Thanking First Responders

We would like to publicly thank the members of the Patagonia Fire Department and Deputy Abelardo Gonzales-Median of the Santa Cruz County Sheriff’s Department who responded to a fire in our camper in Red Rock Acres, east of Patagonia on May 28th.

Their quick response prevented a problem from becoming much worse. While our 5th wheel was a total loss, because of the expertise of the first responders, the fire was contained and did not spread to the dry grasses or homes nearby. 

In addition, the firefighters and deputy were incredibly supportive during this obviously traumatic experience. We would also like to thank our neighbor, Brett Dodd, who spotted the fire and notified the fire department. 

We are so appreciative for our friends and neighbors who expressed concern for our wellbeing. Add this incident to the list of reasons we live in this wonderful community!

Jim Staudacher, Faith Coburn


Preventing a Firestorm

Last month, I wrote about what would happen if a firestorm hit Patagonia, and how to create a better outcome. 

I’m pleased to say that the Patagonia Volunteer Fire Department has finalized plans and agreements with the Nature Conservancy, Audubon, and the Town, and by the time you read this we should be finished rehabilitating the firebreak between the town and TNC’s nature preserve. 

This is a key element in protecting the town from a catastrophic fire. We’re also working with Borderlands as they develop a fire plan for their holdings. 
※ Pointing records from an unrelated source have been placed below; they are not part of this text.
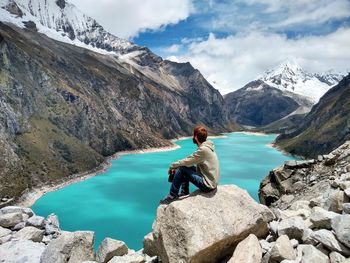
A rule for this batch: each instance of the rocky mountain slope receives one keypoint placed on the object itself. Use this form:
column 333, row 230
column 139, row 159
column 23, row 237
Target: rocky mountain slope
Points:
column 282, row 94
column 311, row 202
column 64, row 108
column 326, row 127
column 258, row 104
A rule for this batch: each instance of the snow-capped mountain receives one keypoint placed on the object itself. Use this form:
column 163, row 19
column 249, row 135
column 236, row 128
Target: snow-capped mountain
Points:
column 62, row 21
column 289, row 76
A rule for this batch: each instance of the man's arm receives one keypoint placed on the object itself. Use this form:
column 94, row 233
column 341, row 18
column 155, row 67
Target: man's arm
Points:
column 193, row 159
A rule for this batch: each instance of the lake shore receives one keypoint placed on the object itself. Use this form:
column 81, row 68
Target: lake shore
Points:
column 31, row 196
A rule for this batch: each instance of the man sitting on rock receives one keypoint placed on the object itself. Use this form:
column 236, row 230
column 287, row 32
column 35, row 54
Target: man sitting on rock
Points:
column 205, row 175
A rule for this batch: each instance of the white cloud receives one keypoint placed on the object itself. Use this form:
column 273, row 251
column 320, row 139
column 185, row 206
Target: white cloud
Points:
column 127, row 18
column 247, row 15
column 230, row 63
column 172, row 49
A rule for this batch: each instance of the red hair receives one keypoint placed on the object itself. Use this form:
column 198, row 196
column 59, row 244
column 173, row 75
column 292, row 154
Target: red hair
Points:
column 201, row 133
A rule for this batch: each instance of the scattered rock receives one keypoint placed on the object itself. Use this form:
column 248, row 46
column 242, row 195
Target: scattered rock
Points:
column 247, row 251
column 73, row 247
column 36, row 221
column 341, row 227
column 346, row 208
column 16, row 251
column 326, row 238
column 282, row 250
column 110, row 248
column 30, row 233
column 321, row 218
column 310, row 254
column 4, row 232
column 16, row 209
column 188, row 231
column 293, row 227
column 10, row 219
column 335, row 257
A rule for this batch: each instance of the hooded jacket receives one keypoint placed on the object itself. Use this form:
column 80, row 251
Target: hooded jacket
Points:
column 207, row 163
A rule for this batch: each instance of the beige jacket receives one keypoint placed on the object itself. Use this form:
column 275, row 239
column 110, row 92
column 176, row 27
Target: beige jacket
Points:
column 206, row 161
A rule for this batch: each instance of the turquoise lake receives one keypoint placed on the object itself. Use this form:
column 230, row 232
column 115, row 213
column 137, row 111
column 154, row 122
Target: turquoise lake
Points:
column 121, row 203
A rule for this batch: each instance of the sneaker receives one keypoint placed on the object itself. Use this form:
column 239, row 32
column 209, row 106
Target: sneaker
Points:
column 168, row 199
column 184, row 194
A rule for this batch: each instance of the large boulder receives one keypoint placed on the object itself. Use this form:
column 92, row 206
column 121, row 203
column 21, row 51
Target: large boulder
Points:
column 283, row 249
column 30, row 233
column 247, row 251
column 310, row 254
column 10, row 219
column 110, row 248
column 341, row 227
column 72, row 247
column 206, row 227
column 16, row 251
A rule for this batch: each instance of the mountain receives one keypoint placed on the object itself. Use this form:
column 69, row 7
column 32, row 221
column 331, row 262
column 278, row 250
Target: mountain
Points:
column 289, row 76
column 64, row 107
column 285, row 93
column 258, row 104
column 326, row 127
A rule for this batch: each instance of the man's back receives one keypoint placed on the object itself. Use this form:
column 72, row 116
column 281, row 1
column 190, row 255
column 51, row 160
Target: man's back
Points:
column 209, row 167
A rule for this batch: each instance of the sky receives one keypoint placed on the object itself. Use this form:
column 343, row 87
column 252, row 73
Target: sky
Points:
column 233, row 42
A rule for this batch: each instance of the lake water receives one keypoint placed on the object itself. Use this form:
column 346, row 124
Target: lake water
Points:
column 121, row 203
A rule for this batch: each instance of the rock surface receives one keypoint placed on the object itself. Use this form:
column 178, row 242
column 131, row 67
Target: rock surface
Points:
column 110, row 248
column 247, row 251
column 190, row 232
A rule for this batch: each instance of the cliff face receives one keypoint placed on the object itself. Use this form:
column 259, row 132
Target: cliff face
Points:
column 64, row 108
column 326, row 127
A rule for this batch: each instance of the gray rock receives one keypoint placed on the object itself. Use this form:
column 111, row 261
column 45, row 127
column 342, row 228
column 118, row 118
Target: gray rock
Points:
column 247, row 251
column 321, row 218
column 347, row 192
column 129, row 258
column 4, row 231
column 19, row 226
column 326, row 238
column 346, row 208
column 265, row 246
column 73, row 247
column 335, row 257
column 10, row 219
column 30, row 233
column 16, row 209
column 282, row 250
column 341, row 227
column 333, row 201
column 189, row 231
column 36, row 221
column 110, row 248
column 294, row 243
column 293, row 227
column 149, row 245
column 308, row 237
column 344, row 185
column 310, row 254
column 17, row 251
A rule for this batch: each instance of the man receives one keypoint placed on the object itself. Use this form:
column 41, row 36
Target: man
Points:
column 205, row 175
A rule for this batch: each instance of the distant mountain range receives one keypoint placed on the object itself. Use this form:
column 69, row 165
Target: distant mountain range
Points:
column 278, row 94
column 326, row 126
column 64, row 108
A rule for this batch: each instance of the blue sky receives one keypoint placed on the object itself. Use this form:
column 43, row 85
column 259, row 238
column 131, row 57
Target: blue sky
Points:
column 232, row 42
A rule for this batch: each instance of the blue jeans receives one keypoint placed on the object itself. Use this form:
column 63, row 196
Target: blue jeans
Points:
column 182, row 178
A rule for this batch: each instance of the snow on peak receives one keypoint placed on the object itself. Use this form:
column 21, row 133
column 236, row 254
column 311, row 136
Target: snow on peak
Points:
column 63, row 21
column 290, row 76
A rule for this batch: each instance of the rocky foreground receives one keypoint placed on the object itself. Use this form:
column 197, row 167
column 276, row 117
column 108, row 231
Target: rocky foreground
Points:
column 308, row 221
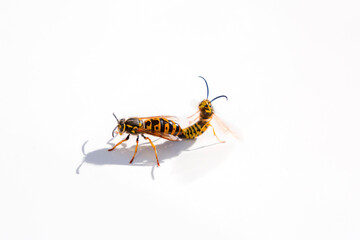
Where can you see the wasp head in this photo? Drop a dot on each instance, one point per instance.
(120, 127)
(206, 110)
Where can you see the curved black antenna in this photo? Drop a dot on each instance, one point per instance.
(116, 118)
(207, 87)
(114, 131)
(219, 97)
(116, 126)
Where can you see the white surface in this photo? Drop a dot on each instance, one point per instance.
(289, 68)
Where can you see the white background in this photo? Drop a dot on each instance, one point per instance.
(289, 68)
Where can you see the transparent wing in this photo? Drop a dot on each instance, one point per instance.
(161, 116)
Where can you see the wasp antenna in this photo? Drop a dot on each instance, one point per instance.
(219, 97)
(114, 131)
(116, 118)
(207, 87)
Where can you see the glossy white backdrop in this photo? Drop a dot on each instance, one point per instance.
(289, 68)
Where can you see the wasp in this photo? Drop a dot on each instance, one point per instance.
(206, 114)
(158, 126)
(166, 128)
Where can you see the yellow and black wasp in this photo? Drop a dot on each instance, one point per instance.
(164, 127)
(158, 126)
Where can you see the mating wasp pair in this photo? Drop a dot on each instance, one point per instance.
(165, 127)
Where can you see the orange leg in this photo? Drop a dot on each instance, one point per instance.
(215, 134)
(137, 143)
(193, 115)
(127, 138)
(153, 148)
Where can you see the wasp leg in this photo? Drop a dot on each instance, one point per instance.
(215, 134)
(127, 138)
(137, 143)
(153, 148)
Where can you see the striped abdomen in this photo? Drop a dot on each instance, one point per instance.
(195, 130)
(162, 125)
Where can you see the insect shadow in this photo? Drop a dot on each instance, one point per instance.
(145, 155)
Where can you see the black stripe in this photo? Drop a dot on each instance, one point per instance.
(197, 127)
(162, 127)
(154, 122)
(177, 129)
(170, 127)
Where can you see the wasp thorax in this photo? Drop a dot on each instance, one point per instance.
(206, 110)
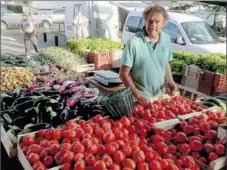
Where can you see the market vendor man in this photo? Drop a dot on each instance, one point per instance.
(145, 62)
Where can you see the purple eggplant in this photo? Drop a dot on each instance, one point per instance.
(49, 83)
(36, 88)
(72, 101)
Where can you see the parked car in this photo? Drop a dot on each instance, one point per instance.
(11, 16)
(58, 15)
(187, 33)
Multiple members of the community have asked us for Firewise assessments, and created their own firebreaks and defensibles spaces. We encourage everyone in town to follow suit, and help keep our town safe from catastrophe. 

Zay Hartigan

PVFR Fire Chief

Naming the New Park

As reported in the last PRT, Bracker said, “I don’t understand why they [AMI] went to all this trouble. Nothing can affect their road. They believe they are getting something. It doesn’t make any sense to me. But if that means we aren’t going to get any more development on that property, I’ll take the land.” When asked why he thought that this land with an industrial road bisecting it had any value as a park, he answered, “We don’t even know what kind of park this is going to be.” 

How about this kind of park? “BRACKER ROADKILL CORRIDOR” 

Murphy Musick


Living With Fires

I have been a Resident of Arizona for 46 years. This past December, we relocated to Sonoita from “Out Wickenburg Way.”
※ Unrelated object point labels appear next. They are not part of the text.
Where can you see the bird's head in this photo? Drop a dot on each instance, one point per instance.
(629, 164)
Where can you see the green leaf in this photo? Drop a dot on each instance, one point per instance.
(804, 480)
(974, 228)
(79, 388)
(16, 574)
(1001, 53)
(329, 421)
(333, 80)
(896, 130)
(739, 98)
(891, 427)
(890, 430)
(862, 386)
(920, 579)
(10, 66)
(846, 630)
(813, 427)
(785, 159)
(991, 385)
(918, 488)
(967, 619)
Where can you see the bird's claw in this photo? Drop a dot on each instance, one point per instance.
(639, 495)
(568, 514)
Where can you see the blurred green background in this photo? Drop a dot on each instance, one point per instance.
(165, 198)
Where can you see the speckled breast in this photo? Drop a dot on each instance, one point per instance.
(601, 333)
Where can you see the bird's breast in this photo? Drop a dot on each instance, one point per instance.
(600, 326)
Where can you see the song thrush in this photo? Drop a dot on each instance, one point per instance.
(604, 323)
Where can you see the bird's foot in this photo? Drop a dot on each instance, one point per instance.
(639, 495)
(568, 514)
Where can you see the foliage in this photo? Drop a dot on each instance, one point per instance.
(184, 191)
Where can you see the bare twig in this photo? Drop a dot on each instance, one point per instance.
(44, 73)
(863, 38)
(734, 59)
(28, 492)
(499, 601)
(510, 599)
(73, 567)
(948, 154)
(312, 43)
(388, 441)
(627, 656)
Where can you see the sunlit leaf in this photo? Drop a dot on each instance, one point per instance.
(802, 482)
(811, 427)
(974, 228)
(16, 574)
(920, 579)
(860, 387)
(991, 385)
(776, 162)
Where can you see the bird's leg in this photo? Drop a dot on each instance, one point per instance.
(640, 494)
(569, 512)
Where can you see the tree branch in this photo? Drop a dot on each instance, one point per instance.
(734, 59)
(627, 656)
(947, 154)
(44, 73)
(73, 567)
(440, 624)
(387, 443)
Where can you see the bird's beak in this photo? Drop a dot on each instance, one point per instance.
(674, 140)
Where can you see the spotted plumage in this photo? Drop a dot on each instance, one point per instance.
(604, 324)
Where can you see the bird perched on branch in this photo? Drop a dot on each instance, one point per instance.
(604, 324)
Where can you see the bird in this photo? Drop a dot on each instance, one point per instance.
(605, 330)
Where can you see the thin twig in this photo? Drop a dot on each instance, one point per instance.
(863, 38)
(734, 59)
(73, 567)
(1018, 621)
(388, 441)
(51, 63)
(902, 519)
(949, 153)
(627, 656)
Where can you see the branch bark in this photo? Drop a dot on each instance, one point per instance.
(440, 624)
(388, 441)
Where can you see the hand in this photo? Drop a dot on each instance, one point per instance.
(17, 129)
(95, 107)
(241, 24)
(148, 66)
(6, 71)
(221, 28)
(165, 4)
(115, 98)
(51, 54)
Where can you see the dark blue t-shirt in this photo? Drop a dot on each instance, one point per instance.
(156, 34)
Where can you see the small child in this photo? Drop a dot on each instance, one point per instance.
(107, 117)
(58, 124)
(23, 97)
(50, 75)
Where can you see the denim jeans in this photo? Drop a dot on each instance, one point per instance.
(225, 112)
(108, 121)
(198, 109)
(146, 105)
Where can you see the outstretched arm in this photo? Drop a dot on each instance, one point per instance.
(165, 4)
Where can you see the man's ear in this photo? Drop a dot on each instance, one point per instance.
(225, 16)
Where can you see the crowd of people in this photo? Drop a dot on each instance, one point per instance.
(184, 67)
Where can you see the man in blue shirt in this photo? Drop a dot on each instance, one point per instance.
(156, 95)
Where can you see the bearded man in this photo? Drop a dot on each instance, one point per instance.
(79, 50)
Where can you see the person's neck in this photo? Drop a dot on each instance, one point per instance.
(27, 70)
In the week of 5/3 to 5/10, life here in Sonoita was nothing short of stimulating for all of us. On 5/3 we had a small series of fires start just north of Sonoita on SR83 which were extinguished quickly by our spectacular local Sonoita-Elgin Fire Department. On 5/7 we had a fire start south of Sonoita near Lochiel (San Rafael Fire). On 5/10 we had yet another fire start just west of Sonoita in the Santa Rita Mountains (Josephine Fire) which was extinguished that same day.

I have to extend my gratitude, thanks and commendations for such quick response times to all of the many brave and valiant first responders, volunteer fire departments, the heroic firefighting ground crews, the spectacular aerial spotter, tanker and helicopter crews and the magnificent coordinating management crews involved. 
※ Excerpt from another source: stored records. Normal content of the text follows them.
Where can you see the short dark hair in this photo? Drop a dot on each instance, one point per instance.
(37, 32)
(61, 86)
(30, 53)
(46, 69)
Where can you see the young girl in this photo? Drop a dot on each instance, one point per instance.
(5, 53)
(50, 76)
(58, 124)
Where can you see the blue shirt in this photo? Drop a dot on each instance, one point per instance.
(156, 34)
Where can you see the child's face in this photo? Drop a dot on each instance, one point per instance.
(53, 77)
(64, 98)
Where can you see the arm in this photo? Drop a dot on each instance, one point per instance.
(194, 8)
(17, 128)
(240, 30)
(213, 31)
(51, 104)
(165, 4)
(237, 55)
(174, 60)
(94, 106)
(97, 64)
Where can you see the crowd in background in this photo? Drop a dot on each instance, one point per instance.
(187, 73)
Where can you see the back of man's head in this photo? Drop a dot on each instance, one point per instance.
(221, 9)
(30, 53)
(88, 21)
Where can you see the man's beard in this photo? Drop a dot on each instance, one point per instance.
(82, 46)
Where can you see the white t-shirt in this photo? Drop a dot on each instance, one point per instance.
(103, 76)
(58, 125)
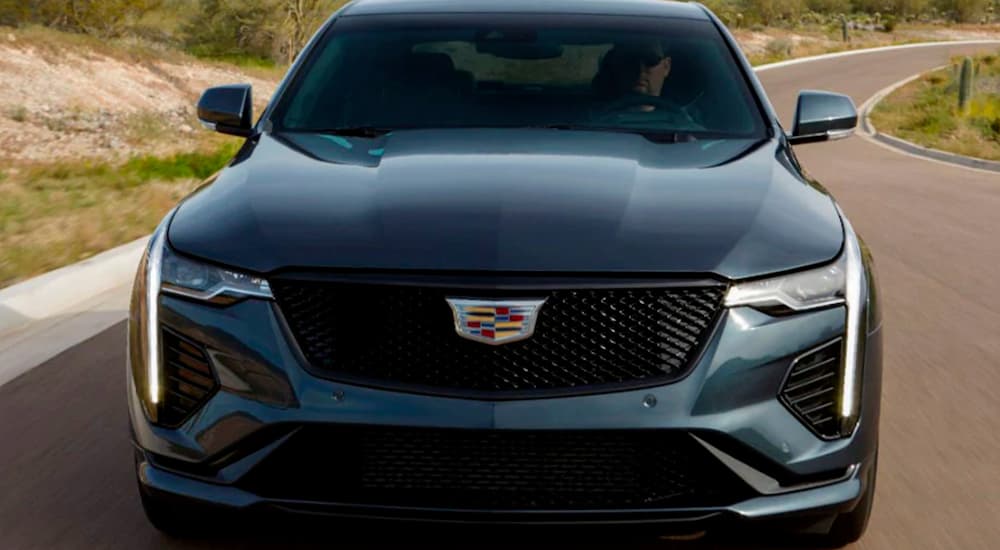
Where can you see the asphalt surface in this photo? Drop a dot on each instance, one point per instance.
(66, 477)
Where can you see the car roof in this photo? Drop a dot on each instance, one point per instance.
(655, 8)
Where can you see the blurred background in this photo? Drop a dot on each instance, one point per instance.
(98, 137)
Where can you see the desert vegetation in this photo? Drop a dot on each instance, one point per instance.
(98, 136)
(952, 109)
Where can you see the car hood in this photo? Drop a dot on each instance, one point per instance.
(510, 201)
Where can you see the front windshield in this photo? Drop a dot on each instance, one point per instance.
(670, 76)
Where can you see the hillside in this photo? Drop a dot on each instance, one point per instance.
(64, 97)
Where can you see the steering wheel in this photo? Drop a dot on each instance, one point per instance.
(661, 106)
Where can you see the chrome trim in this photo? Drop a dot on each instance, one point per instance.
(763, 483)
(855, 273)
(154, 262)
(458, 310)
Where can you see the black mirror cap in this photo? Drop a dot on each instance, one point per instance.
(228, 109)
(823, 116)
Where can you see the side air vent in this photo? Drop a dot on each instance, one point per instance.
(188, 379)
(812, 389)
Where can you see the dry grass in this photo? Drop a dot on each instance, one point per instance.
(926, 112)
(54, 215)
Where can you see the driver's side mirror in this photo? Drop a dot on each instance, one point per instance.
(227, 110)
(823, 116)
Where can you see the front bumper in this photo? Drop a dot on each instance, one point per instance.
(730, 393)
(805, 507)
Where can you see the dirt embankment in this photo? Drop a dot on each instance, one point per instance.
(72, 103)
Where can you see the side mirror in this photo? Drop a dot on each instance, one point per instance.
(227, 110)
(823, 116)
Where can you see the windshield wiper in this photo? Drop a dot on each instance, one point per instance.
(655, 136)
(354, 131)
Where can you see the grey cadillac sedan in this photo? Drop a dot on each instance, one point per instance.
(512, 262)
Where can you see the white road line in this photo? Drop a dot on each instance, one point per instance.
(850, 53)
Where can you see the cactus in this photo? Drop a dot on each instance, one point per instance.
(965, 85)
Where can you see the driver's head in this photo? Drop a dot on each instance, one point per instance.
(639, 67)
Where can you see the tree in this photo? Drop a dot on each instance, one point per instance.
(963, 10)
(302, 17)
(104, 18)
(770, 12)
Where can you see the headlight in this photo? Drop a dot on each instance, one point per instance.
(192, 279)
(841, 282)
(167, 272)
(816, 288)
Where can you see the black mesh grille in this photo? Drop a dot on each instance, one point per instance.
(813, 388)
(495, 469)
(404, 335)
(188, 380)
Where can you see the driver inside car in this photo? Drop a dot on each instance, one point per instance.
(634, 68)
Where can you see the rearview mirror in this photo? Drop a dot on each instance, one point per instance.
(823, 116)
(227, 110)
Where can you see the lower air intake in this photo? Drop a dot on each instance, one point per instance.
(495, 469)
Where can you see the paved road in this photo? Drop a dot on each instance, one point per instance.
(66, 479)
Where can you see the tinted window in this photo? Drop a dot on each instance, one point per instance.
(669, 76)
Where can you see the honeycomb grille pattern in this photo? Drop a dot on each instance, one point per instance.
(495, 469)
(403, 335)
(188, 380)
(812, 389)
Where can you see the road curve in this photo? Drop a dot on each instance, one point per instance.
(66, 477)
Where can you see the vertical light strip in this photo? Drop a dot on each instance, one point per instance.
(855, 308)
(154, 260)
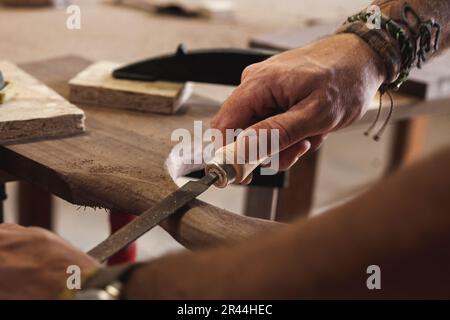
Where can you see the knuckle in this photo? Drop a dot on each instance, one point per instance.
(285, 137)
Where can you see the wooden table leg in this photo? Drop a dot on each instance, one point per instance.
(407, 142)
(2, 199)
(35, 206)
(118, 220)
(297, 199)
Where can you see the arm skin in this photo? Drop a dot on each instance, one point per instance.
(309, 92)
(402, 225)
(436, 9)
We have sadly been witness to countless numbers of wildfires, some small, and some extremely large, consuming millions of acres of our beautiful desert and mountain landscapes.

An accounting of only the MAJOR devastating wildfires in Arizona, and the causes, since my relocating to Arizona in 1976 thru 2021: Total fires: 34; Causes: four unknown; 12 by lightning strikes; 18 by Humans. Unfortunately, this is a way of life here and it will continue. The upside though is that to flourish, the land must be replenished from time to time of which FIRE is a means to accomplish this. “Mother Nature” does a great job of this. What ‘She’ doesn’t need is any help from Irresponsible Humans…and we all know that there are no shortages of these!

Be extremely ‘fire wise and think twice’ before doing anything that can cause a fire! It only takes one spark. The consequences can be devastating for everyone.

Todd Barrick

Sonoita, AZ

Judy’s roses are blooming — a tribute

When Judy Starbuck departed this world, she gifted the next tenant in her Patagonia mobile home of 35 years with a cluster of rose bushes and an amaryllis, symbol of determination, beauty and love, all that embodied Judy’s life. So I was overjoyed watching her flowers bloom in what is now my little corner of paradise to tend and enjoy. Thank you, Judy. I will do my best to keep the garden growing.